Rye just couldn’t for the life of herself find out how Rhuna had come back at all. “Also, I wouldn’t have the balls regardless. I know enough of your lingo, dog, to know that it doesn’t make sense.”
Rhuna barked a laugh. “Gods, you’re insufferable. By the way, what happened to my shard of shapes?”
“I ate it. Does it feel bad that a weakling like me found that crutch you were using to live your perverted life?”
Rhuna snorted. “Liar.”
Rye seethed and in turn, the walls threw off steam. This was leading nowhere.

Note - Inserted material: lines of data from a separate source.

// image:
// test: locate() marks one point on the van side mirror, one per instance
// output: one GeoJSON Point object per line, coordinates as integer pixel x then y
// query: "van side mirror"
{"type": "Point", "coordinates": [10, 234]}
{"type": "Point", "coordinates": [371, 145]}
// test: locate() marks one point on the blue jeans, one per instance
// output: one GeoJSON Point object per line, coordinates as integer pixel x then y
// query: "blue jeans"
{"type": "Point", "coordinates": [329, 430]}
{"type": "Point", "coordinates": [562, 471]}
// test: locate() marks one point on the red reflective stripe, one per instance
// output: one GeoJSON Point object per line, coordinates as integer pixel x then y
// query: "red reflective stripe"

“We’re done here,” Rye said and got up.
“Bye-bye, pussy.”
Just as she turned to leave, she ducked under the basket as it whizzed past her head.
“That was pretty good food for a scrub, scrub. Make sure to bring more next time.”
Maybe there won’t be a next time. Maybe I’ll let you rot in that cell forever.
With a snap and a gust of wind, the world around her washed away, leaving Rye in her bed, blinking away the tiredness of her quick sleep. It was dark out, darker than usual. Rye approached the window, where a light drizzle of rain had arrived in turn with a distant roll of thunder.
“What am I even doing with my life?” she asked. “What’s the point?”
“Perhaps you require an additional perspective.”
Every one of Rye’s hairs stood on end as she turned to face the source of the unfamiliar voice. Right on her bed where she had only been moments before, the bedsheets were alive with movement. Tiny, tarry-black worms devoured her blankets, the middle of her bed falling in on itself while the legs grew outwards as if the wood had just found its second spring.
Her left arm ached something fierce.
Your gift recognizes kin. Listen to the feeling in your bones.
“And what kind of feeling would that be?” she asked as she crept along the wall towards her staff.
The feeling of wrongness at the state of the world. The desire to change it, mold it, until your desires fit it like a gauntlet. Join us, o’ gifted one.
“And if I preferred not to?”
The figure paused, then rose until it blotted out what little light was entering the room.
Then like the Rhuna before, in the name of our Lord Avon, we come for your head.